Many women of my age and more are in the midst of producing families, often so large that domestic responsibility has taken over their lives and their independence. I have seen it in my own friends, even when there were ample means for nursemaids and governesses, and the drag of constant child-bearing ages a woman and spoils her figure. More than any of that, I would fear for the
happiness of any child born into the tightrope world that is mine at present. Containment is the great necessity, I tell Dougie. The world will not understand us.

‘How much advantage you and I have,’ said Ethel, ‘and Bessie, too. Unlike so many we don’t have any day-to-day struggle, spend much of our time in chat, or vanity, or telling others how to do tasks we don’t wish to do ourselves. Yet I’m not sure we’re any happier for it. We take all we have for granted, don’t we, and what’s denied becomes the thing we most urgently desire.’

‘And what’s that for you?’ I asked, but Ethel just raised her eyebrows and smiled. To ridicule her husband any more served no purpose, except to question her own decisions. What would she have said I wonder, if I had told her Dougie and I loved each other, and expressed it fully? What might that confession have released of the innermost secrets of her own life?
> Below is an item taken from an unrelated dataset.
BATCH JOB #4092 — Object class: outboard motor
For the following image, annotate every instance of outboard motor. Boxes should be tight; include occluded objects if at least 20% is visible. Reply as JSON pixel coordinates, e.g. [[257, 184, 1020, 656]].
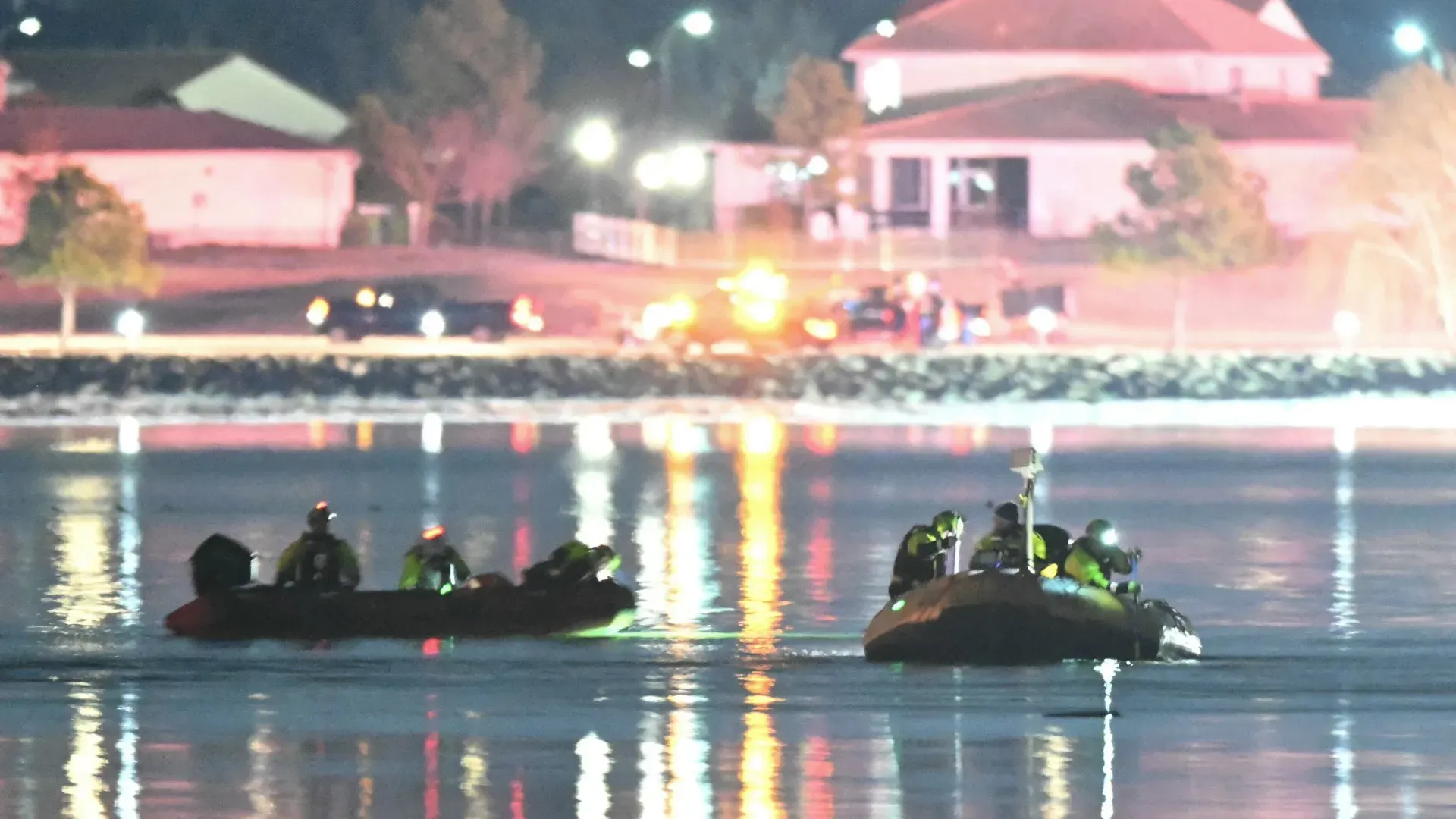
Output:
[[188, 535, 258, 598]]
I have also had the pleasure of Annie’s visits. Of all my brothers and sisters she is most dear to me. We have a special closeness, and although over the years there have been disagreements, they have never involved malice, and have never disturbed our love for each other. William pays her little attention, but Dougie puts himself out to squire us about the town, and accompany us to functions and family homes. His courtesy and attention are mainly on my account, I know, but he and Annie find themselves easy companions. He likes to tease me by asking Annie to reveal harmless family secrets about my nature and doings as a girl. Also he flatters and amuses her by claiming that several eligible bachelors of his acquaintance are eager to know more of this new arrival on the Dunedin scene.
Annie is willing to play along, but is sensible at heart, and marriage is not everything to her, despite a natural impulse to find a suitable husband. She has a great fondness for gardens, and considerable knowledge too, and is trying to persuade Alfred to help her establish a superior florist shop. He in his conventional way sees the prospect as beneath the dignity of the family, rather than considering what pleasure and usefulness it could provide for Annie.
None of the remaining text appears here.